Dmitry Peskyov revealed that Ukraine and Russia have proceeded to draft memoranda of understanding with proposals for a “temporary ceasefire” in the Ukrainian territories, Dmitry Peskyov said in remarks to reporters on Wednesday. The Kremlin spokesman stressed that the content of these memoranda would be known soon and then the two sides would enter a new round of negotiations.
“The drafts of the memoranda submitted by the two sides will be known soon and the discussion will turn to the next round of negotiations,” Peskov told Tass news agency, adding that until the terms of each side are known, operations in Ukraine will continue.
In fact, he noted that Russia, unlike Ukraine, does not attack political targets, residential buildings and social facilities. “The Russian armed forces are striking military targets and ammunition depots,” the Russian president’s spokesman said.
The head of the Russian delegation, Vladimir Medinsky, said that after the talks in Constantinople on May 15, Moscow and Kiev agreed to present to each other their vision of a possible future ceasefire.
Later, Russian and US Presidents Vladimir Putin and Donald Trump agreed during a telephone conversation that Moscow and Kiev would prepare respective memoranda of understanding. Russia and Ukraine will prepare a document for a future peace treaty, which may also include ceasefire issues and principles for resolving the conflict.

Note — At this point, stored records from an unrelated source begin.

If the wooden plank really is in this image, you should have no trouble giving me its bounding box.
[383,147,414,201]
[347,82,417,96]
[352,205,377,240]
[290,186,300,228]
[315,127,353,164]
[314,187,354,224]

Russia will soon announce a new round of direct negotiations with Ukraine
Russia will soon announce the date for the next round of direct negotiations with Ukraine, Foreign Minister Sergey Lavrov, said, speaking at the 13th International High-Level Meeting on Security Issues.
Moscow will emphasize the abolition of laws against the Russian language, what he called the “cult” of Ukraine’s NATO membership and the neutrality status of Kiev.
According to Lavrov, Ukraine should repeal laws that he argued discriminate against the Russian language. “In the May 16 negotiations in Istanbul, we insisted on the abolition of these discriminatory laws (on restricting the Russian language), and we will continue to do so in the next round of direct negotiations, which will be announced in the near future,”
he said.
He also argued that the ignition of the war was due to the desire for Ukraine’s membership in NATO. “There is another no less important basic reason, which concerns the ‘cult’ for Ukraine’s NATO membership. I have repeatedly said that the cause of the conflict in Ukraine and, on a larger scale, the deep security crisis in Europe was precisely NATO’s aggressive, multi-year eastward expansion of NATO,”
he noted.
Breach of neutrality
Also, he argued that although Ukraine had declared a neutral, non-nuclear status in 1991, it was violating that commitment. “Ukraine’s neutral, non-bloc and non-nuclear weapons-free character was solemnly proclaimed in the declaration of independence in 1991. It was precisely this commitment that made it possible for it to be recognized as an independent state by both Russia and the international community,”
he said.
According to Lavrov, the return to the pledge is one of Russia’s key demands “that must be met in the framework of any settlement, as was envisaged in the April 2022 negotiations in Istanbul.”